Among those patients who died, every scanned area contained a pathological finding. Patients who were ultimately discharged had similar findings in 50 percent of scanned areas. Their lung ultrasound scores were 1.43 and 1.0, respectively. In addition, patients who were ultimately admitted to the ICU presented pathological findings in 93 percent of scanned lung regions while those not admitted experienced pathologies in only 20 percent of areas. They also had lung ultrasound scores of 1.36 and 1.0, respectively.
For the purposes of determining the presence of COVID-19 pneumonia, Bonadia’s team identified a distinct lung ultrasound score cutoff of 0.4 and a 20-percent pathological findings rate.
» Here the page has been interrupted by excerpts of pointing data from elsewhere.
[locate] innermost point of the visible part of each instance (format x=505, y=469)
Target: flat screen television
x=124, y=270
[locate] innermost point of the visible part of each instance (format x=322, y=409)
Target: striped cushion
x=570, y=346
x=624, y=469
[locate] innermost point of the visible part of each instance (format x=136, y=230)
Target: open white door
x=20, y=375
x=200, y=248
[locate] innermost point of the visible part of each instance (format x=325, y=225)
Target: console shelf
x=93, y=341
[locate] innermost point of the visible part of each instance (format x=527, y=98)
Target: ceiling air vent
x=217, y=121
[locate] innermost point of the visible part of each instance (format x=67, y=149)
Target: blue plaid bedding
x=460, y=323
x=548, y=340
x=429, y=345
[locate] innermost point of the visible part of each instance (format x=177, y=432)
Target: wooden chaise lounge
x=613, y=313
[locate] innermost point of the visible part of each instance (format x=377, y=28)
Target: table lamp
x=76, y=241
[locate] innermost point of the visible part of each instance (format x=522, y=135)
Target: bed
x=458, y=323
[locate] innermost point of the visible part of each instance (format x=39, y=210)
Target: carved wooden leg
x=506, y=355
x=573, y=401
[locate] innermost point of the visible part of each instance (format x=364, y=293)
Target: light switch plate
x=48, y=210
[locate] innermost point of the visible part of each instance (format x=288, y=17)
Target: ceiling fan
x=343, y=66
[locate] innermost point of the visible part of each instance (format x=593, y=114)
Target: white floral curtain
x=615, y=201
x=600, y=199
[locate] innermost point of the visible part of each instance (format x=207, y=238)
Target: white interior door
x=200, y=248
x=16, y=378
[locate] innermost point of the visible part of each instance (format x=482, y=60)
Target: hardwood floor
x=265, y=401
No study participants with a lung ultrasound score of less than 1.1 and a pathological findings rate until 70 percent died.
Even though the study was conducted in one institution with a small participant pool, Bonadia’s team said they hope their results can improve the triaging of COVID-19 patients and, potentially, ignite additional research efforts around how well lung ultrasound scores can impact decision-making around hospital admissions and treatment.